Because we've been discussing this entirely in terms of
the moral considerations of an individual's or an individual
family's decision but there are these big externalities
to all of this. Because there's a social cost associated
with some of these decisions.
Now, actually, it seems to me that societies have made some
of these decisions for individuals by, for example, rationing
health care at later stages of life. This now tends to happen
primarily in Europe where you have national health plans and
you simply cannot get treatment past a certain age. You can't
get dialysis or you can't get a transplant or something
like this as a means—and I think we all recognize the fact
that there is a real disproportion between the amount of money
we spend for this last 6 months' care in people's
lives versus the way we allocate resources to other kinds
of pressing health problems. I would say two things about
this. One is that the political reality is that that kind
of rationing is being eroded everywhere that it exists so
that in Holland, for example, you know there are fairly strict
rules on who can get health care. But I think the direction
of the politics is pushing to offer more care to people later
in life. And so the political reality really goes very much
in the other direction.
On the other hand, and I think this might be an interesting
thing perhaps for the staff to look into, there's this
huge demographic crisis that is overhanging the western world.

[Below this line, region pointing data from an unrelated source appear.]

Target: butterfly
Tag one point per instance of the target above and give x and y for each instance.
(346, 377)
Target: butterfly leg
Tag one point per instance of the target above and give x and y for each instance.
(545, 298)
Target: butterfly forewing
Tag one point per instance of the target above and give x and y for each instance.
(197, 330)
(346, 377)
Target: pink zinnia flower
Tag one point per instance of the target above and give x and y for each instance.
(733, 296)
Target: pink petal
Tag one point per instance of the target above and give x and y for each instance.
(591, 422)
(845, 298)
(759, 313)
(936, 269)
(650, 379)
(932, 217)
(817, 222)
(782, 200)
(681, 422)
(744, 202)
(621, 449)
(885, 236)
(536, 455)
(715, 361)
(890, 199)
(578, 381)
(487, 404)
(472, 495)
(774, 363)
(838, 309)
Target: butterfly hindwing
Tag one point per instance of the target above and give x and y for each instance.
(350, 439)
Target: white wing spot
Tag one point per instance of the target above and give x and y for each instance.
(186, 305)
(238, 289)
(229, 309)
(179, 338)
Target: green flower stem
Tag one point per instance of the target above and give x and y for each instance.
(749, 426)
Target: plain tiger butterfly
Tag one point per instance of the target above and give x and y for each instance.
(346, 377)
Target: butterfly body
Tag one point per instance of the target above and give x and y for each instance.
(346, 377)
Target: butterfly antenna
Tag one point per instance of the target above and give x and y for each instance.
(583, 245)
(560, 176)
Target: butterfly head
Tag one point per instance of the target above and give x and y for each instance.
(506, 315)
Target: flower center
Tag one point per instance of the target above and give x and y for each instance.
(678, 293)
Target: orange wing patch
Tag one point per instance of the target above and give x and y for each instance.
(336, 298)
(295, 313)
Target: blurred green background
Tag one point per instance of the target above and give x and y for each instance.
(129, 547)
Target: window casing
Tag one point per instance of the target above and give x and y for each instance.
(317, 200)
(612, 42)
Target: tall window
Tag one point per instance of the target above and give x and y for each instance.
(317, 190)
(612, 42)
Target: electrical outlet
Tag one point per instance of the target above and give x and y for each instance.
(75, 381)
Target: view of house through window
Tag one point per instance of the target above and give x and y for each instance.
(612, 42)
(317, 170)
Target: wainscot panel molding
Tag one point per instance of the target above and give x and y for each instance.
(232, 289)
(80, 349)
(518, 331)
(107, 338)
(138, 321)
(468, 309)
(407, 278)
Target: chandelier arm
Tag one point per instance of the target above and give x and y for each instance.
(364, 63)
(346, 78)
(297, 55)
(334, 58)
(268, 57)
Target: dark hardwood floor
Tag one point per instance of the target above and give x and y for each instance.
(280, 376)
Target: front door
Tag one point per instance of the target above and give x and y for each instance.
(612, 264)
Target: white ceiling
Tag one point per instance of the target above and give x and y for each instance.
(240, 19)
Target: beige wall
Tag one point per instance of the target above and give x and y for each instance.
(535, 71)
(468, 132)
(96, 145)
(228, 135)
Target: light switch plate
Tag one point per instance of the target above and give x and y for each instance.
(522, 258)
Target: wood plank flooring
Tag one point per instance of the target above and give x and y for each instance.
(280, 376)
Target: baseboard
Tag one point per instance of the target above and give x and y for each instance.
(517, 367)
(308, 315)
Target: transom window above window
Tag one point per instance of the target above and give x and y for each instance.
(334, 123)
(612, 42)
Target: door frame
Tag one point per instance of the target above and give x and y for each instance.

By some estimates, I mean Nick Eberstadt has this estimate
that in 50 years the median age in Italy is going to be 60
years old. And the externalities are going to be so crushing
under some scenarios that are going to materialize in a generation
or two that it does seem to me that societies are going to
have to really be forced to take a kind of hard look at some
of these externalities. And I think it would be useful to
frame this discussion of the individual morality of these
decisions in the context of a broader economic analysis of
the problem.
CHAIRMAN KASS: Thank you.
Let me declare this discussion at an end, even if there
are additional things that people want to say. In a moment
I'll ask for the one person who wants to make a public
comment.
Just a very quick sense of the house. My sense is that
we have a topic here. Not yet carefully defined about how
to proceed with it, but this is personally serious, socially
serious, only going to get more so if the demographics are
right and not yet obvious what our contribution to this matter
should be, but there's certainly enough for us to try
to develop some staff work and bring this to the next stage.
Have I read the reactions around the room? All right.
With Bill May's help and the staff's help between
now and the next time, we will move this project forward,
and we have some work to do on the other matter that we talked
about yesterday to see whether and how we can formulate that
to make it a more tractable matter for the Council.